Troubleshooting Rehydrations
3 minute read
Rehydration Recap
Rehydration is the process of pushing, or rehydrating, archived data to a streaming destination. You may want to do this to investigate an incident.
Troubleshooting Rehydration
Rehydration Failed
If a rehydration status is Failed
, the cause of failure can be found in the Rehydration Detail page in the Error section. Known issues include the following:
- Large archive files can cause rehydrate function to timeout while waiting for sufficient memory to become available. This results in the following error message:
err: failed to block until sufficient memory is available.
- Multiple agents archiving to the rehydration source in different formats can cause errors. This results in one of the following error messages:
failed to decompress
failed to decode
- A nil pointer exception can cause an error in rare cases. This can be found by investigating rehydration handler logs.
Rehydration is stuck in in-progress
If the rehydration status is In-Progress
and the completion percentage in the Rehydration Detail page has not progressed in a while, the rehydration is most likely stuck. It should be retried. If this happens for self-hosted rehydration used along with rehydration poller, the poller will re-invoke these rehydrations after a default 15-minute interval or as set by ED_REHYDRATION_REPROCESS_WAIT_INTERVAL
.
For self-hosted rehydrations, the logs of the rehydrate function can be inspected to find out what caused the rehydration to get stuck:
kubectl logs svc/rehydrate -n openfaas-fn for OpenFaaS
kubectl logs svc/rehydration-handler -n edgedelta-rehydration for non-OpenFaaS
Self-hosted Rehydration Doesn’t Start
If you are unable to create a rehydration in a self-hosted environment, check whether the rehydrate pod is up and running.
kubectl get pod -n openfaas-fn for OpenFaaS
kubectl get pod -n edgedelta-rehydration for non-OpenFaaS
If the pod with name prefix rehydrate-
(or rehydration-handler
for non-OpenFaaS) shows 0/x READY, it means the rehydrate pod was unable to initialize. Use one of the following commands, depending on whether you are using OpenFaas, to show why the pod is unable to come up:
kubectl describe pod {pod_name} -n openfaas-fn
or
kubectl describe pod {pod_name} -n edgedelta-rehydration
Usually, this could be a result of insufficient resources in the nodes for the pod.

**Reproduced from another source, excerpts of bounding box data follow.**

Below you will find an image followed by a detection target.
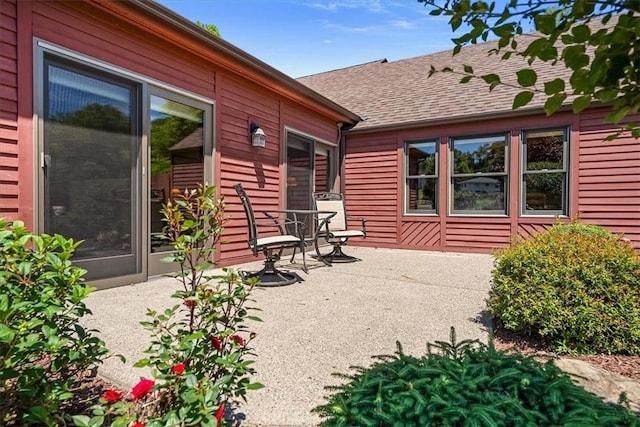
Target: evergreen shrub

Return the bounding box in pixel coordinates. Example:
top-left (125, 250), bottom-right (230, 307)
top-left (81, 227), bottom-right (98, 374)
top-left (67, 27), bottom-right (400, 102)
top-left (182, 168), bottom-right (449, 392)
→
top-left (487, 222), bottom-right (640, 354)
top-left (314, 329), bottom-right (640, 427)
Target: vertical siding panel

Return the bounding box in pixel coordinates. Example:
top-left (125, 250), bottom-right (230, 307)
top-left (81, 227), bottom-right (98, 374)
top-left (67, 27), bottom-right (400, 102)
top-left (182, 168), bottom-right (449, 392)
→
top-left (344, 136), bottom-right (400, 245)
top-left (216, 74), bottom-right (282, 265)
top-left (577, 109), bottom-right (640, 248)
top-left (0, 0), bottom-right (19, 220)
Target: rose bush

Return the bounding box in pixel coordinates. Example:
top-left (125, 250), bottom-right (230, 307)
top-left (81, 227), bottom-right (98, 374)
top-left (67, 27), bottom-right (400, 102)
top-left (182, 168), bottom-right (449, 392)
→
top-left (74, 186), bottom-right (262, 427)
top-left (0, 219), bottom-right (107, 426)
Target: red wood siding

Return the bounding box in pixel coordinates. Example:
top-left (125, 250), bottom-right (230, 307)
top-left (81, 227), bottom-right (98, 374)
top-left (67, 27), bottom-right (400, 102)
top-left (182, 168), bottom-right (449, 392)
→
top-left (400, 220), bottom-right (442, 249)
top-left (33, 1), bottom-right (215, 97)
top-left (0, 0), bottom-right (19, 220)
top-left (216, 74), bottom-right (282, 265)
top-left (345, 109), bottom-right (640, 252)
top-left (578, 110), bottom-right (640, 248)
top-left (344, 136), bottom-right (400, 246)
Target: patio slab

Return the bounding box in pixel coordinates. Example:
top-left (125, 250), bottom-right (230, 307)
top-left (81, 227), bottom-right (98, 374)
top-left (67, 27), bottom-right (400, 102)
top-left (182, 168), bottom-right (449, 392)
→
top-left (85, 247), bottom-right (493, 426)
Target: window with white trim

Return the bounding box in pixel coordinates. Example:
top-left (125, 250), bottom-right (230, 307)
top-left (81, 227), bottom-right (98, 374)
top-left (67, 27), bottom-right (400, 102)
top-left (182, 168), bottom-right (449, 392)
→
top-left (449, 133), bottom-right (509, 215)
top-left (521, 128), bottom-right (569, 215)
top-left (404, 141), bottom-right (438, 214)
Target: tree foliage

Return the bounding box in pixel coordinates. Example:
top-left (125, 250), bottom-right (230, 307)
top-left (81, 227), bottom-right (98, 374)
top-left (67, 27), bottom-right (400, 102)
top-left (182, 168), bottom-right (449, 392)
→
top-left (196, 21), bottom-right (220, 37)
top-left (418, 0), bottom-right (640, 138)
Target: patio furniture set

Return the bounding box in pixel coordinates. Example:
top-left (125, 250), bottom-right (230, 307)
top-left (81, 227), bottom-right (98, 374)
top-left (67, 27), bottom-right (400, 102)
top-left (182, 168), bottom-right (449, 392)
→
top-left (234, 183), bottom-right (367, 286)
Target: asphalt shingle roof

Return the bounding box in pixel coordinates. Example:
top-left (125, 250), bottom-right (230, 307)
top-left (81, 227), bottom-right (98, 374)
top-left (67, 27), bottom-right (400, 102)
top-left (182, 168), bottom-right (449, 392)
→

New Self-Hosted Rehydrations not Detected
If the poller or rehydration function in a self-hosted environment does not pick up new rehydrations there may be multiple pollers running in different clusters. The poller which polled the SaaS backend first after new rehydration was created would pick it up and invoke it on the connected rehydration function handler. This could lead to no processing logs in the poller/rehydrator being tailed but the rehydration status showing progress or an error state. The rehydration poller does not support multiple pollers and this could lead to the same rehydration being invoked concurrently across different rehydration handlers.